Kapıyı dikkatle açıp ellerimde sandaletlerimle, çıplak ayaklarla parmak ucumda yürüdüm. Bir tür ileri seviye histi bu evde yürümek. Her bir gıcırtıyı bilmek ve canınız pahasına uzak durmaktı. Köşkün her bir noktasındaki kameralardan kaçamayacağını bile bile saklambaç oynamaktı. Son kaçışımızdan sonra Sergen'in götünün tutuştuğunun bir diğer kanıtı kameralardı ve ne yalan söyleyeyim, teknolojiden neredeyse nefret edecektim.

Nefesimi tutarak kapının önünde durdum. Ben kapıyı açtığım an her kim kameraları izliyorsa Sergen'i arayacaktı veya güvenlikleri üzerime salacaktı.

Umarım birincisi olmazdı. Güvenliklerle uğraşabilirdim ama öfkeli Sergen'in yapabilecekleri benden büyüktü.

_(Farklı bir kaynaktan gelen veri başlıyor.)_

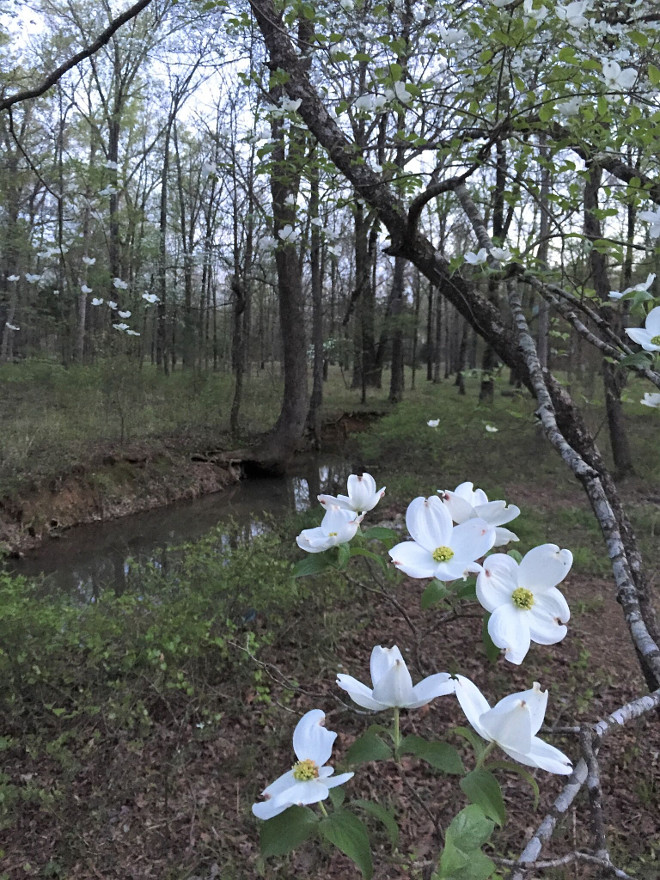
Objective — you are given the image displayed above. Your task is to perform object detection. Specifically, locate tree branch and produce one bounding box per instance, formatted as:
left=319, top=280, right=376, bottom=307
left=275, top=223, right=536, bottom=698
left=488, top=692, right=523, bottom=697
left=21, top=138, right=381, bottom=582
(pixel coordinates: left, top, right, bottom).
left=0, top=0, right=152, bottom=111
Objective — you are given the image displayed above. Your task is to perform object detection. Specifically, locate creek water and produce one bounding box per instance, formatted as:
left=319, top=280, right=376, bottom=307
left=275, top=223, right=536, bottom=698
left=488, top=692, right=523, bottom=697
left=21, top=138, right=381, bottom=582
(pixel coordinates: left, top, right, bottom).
left=10, top=458, right=350, bottom=602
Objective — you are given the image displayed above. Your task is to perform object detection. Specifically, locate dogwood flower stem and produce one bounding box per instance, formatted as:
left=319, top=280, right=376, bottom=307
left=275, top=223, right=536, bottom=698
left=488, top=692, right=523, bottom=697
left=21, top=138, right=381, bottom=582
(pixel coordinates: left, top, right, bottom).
left=392, top=706, right=401, bottom=761
left=475, top=743, right=497, bottom=769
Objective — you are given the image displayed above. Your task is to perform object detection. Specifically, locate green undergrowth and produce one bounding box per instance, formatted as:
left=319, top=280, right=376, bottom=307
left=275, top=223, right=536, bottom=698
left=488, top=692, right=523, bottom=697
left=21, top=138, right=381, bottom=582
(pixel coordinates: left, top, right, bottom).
left=0, top=525, right=345, bottom=831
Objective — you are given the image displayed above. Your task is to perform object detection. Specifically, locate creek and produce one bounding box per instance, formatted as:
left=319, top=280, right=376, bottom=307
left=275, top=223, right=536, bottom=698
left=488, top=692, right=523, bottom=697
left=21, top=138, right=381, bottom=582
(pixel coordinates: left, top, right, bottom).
left=9, top=457, right=350, bottom=603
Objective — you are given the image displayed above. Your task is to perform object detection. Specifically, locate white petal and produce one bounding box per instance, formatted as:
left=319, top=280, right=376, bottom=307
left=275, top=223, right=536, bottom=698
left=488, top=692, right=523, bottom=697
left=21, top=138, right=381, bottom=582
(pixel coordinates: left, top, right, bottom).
left=488, top=602, right=530, bottom=665
left=441, top=483, right=476, bottom=523
left=252, top=798, right=291, bottom=820
left=348, top=474, right=377, bottom=511
left=449, top=518, right=495, bottom=562
left=406, top=672, right=456, bottom=709
left=477, top=553, right=518, bottom=611
left=369, top=645, right=403, bottom=684
left=474, top=501, right=520, bottom=526
left=389, top=541, right=437, bottom=578
left=626, top=327, right=657, bottom=351
left=495, top=681, right=548, bottom=736
left=646, top=306, right=660, bottom=336
left=273, top=779, right=330, bottom=807
left=406, top=495, right=452, bottom=553
left=337, top=673, right=389, bottom=712
left=503, top=736, right=573, bottom=776
left=481, top=695, right=532, bottom=754
left=493, top=526, right=520, bottom=547
left=293, top=709, right=337, bottom=768
left=325, top=771, right=355, bottom=788
left=374, top=660, right=412, bottom=708
left=518, top=544, right=573, bottom=594
left=455, top=675, right=490, bottom=742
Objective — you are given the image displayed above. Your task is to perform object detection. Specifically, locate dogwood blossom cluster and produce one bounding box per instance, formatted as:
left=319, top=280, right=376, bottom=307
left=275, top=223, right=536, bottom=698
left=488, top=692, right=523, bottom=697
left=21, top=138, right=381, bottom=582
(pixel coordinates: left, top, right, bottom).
left=252, top=474, right=576, bottom=852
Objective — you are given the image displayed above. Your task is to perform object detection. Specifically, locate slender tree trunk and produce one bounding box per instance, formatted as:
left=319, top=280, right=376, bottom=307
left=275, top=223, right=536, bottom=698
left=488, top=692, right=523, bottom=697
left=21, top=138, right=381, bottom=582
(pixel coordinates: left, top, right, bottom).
left=584, top=165, right=634, bottom=479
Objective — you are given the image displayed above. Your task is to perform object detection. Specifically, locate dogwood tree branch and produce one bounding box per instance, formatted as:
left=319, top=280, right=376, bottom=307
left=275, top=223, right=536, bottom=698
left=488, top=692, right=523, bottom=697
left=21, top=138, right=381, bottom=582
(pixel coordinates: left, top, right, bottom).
left=0, top=0, right=152, bottom=110
left=250, top=0, right=660, bottom=690
left=511, top=688, right=660, bottom=880
left=509, top=283, right=660, bottom=686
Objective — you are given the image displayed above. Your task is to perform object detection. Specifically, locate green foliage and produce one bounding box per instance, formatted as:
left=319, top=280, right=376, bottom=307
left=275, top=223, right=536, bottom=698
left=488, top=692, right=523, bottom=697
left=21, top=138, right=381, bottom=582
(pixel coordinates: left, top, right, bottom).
left=434, top=805, right=495, bottom=880
left=319, top=809, right=373, bottom=880
left=401, top=736, right=465, bottom=774
left=460, top=768, right=506, bottom=825
left=259, top=807, right=318, bottom=859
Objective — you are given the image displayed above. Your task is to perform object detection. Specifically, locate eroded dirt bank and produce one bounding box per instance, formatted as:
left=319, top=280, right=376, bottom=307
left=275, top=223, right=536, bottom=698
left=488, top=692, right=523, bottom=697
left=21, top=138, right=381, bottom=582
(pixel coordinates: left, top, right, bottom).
left=0, top=440, right=240, bottom=555
left=0, top=413, right=379, bottom=556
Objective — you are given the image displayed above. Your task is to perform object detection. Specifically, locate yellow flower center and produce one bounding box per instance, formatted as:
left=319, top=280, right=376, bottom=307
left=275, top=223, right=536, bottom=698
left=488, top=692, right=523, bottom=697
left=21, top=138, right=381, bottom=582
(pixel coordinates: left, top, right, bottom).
left=293, top=758, right=319, bottom=782
left=511, top=587, right=534, bottom=611
left=432, top=546, right=454, bottom=562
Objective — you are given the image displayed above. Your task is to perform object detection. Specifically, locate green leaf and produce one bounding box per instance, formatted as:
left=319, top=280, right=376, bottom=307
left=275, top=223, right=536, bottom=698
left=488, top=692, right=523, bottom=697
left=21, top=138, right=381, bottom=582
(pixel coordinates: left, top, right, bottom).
left=433, top=841, right=495, bottom=880
left=259, top=807, right=318, bottom=859
left=488, top=761, right=541, bottom=809
left=346, top=728, right=392, bottom=764
left=435, top=804, right=495, bottom=880
left=446, top=804, right=495, bottom=852
left=356, top=789, right=399, bottom=846
left=421, top=581, right=450, bottom=611
left=460, top=769, right=506, bottom=825
left=452, top=578, right=477, bottom=599
left=319, top=810, right=374, bottom=880
left=293, top=553, right=332, bottom=577
left=401, top=736, right=465, bottom=774
left=337, top=544, right=351, bottom=569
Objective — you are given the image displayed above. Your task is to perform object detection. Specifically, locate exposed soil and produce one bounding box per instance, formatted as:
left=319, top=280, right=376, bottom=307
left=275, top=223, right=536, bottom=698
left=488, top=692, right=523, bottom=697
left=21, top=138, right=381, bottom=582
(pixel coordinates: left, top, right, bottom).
left=0, top=413, right=377, bottom=555
left=0, top=544, right=660, bottom=880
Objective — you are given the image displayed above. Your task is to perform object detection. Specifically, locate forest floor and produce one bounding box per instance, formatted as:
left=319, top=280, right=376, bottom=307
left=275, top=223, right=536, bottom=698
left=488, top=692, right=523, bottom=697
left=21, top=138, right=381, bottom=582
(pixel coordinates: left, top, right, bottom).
left=0, top=368, right=660, bottom=880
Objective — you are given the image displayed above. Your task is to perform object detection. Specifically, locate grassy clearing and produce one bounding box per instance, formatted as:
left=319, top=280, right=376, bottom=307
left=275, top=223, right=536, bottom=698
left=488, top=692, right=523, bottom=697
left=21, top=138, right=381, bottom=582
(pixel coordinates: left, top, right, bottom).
left=0, top=360, right=660, bottom=880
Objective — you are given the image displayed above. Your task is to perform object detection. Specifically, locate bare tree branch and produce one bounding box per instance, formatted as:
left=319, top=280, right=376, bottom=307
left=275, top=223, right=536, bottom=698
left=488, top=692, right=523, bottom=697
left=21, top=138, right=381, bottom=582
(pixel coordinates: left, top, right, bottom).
left=0, top=0, right=152, bottom=110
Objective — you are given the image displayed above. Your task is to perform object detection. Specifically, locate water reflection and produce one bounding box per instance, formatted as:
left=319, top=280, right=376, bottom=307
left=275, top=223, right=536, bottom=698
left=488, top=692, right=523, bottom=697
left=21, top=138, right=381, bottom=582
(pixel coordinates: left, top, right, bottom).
left=11, top=460, right=350, bottom=603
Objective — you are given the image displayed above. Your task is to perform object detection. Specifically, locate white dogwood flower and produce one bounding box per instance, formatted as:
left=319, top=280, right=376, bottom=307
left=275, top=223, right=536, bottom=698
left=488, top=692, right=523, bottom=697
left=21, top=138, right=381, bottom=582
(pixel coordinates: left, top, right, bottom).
left=477, top=544, right=573, bottom=664
left=626, top=306, right=660, bottom=351
left=389, top=495, right=495, bottom=581
left=252, top=709, right=354, bottom=819
left=438, top=482, right=520, bottom=547
left=610, top=272, right=655, bottom=299
left=316, top=474, right=385, bottom=513
left=456, top=675, right=573, bottom=776
left=464, top=248, right=488, bottom=266
left=296, top=505, right=362, bottom=553
left=603, top=61, right=637, bottom=92
left=337, top=645, right=454, bottom=712
left=639, top=211, right=660, bottom=238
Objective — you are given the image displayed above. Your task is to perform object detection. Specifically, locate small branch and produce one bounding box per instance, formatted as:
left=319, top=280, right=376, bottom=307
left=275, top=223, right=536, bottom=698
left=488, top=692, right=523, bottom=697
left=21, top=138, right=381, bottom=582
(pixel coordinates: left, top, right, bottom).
left=511, top=689, right=660, bottom=880
left=0, top=0, right=152, bottom=111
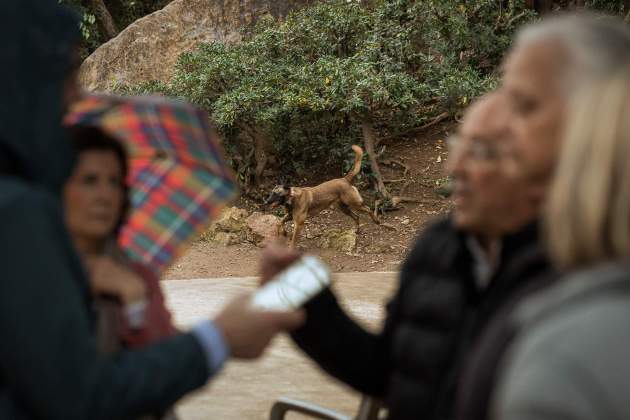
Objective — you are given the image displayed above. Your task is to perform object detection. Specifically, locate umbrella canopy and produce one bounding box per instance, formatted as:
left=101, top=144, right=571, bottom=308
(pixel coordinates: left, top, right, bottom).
left=65, top=95, right=237, bottom=274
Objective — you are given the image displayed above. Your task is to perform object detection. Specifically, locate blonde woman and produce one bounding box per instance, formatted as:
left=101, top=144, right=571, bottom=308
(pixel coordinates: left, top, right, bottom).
left=493, top=68, right=630, bottom=420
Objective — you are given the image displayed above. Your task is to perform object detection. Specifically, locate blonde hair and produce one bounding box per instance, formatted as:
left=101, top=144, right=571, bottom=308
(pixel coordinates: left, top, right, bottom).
left=513, top=13, right=630, bottom=95
left=545, top=68, right=630, bottom=268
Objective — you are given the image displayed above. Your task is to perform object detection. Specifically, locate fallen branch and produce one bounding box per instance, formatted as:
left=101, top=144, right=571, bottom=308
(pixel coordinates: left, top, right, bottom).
left=380, top=112, right=450, bottom=142
left=361, top=120, right=391, bottom=198
left=381, top=159, right=409, bottom=176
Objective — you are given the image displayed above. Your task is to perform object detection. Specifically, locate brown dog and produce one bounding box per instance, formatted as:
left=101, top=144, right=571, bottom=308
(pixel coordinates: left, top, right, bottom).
left=265, top=145, right=380, bottom=248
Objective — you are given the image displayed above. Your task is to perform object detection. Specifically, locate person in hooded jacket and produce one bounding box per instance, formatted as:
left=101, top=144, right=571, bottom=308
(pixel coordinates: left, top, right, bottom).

"Bu riske değer mi?" diye fısıldadı zehirli ses.

Bilmiyordum.

Nehir ismi gibiydi, içime içime akıyor ve coşkun bir şekilde çağlıyordu. Onun peşine takılmak doğanın bir kanunuydu.

Kapıya dışarıdan tıklanınca yerimde sıçradım ve şokla karışık bir korkuyla, çiçekler işlenmiş renkli camın ötesini görebilecekmiş gibi baktım.

"Hadisene!" dediğini duydum Nehir'in. "Neyi bekliyorsun?"

Titreyen ellerle kapıyı açıp onunla göz göze geldim. "Sen..."

Beni bileğimden yakalayarak evden çıkarttı, sıcak bir akşamdı ancak rüzgar çıplak bacaklarımı üşütecek kadar sert, ayaklarımın altındaki mermeri soğutacak kadar serindi.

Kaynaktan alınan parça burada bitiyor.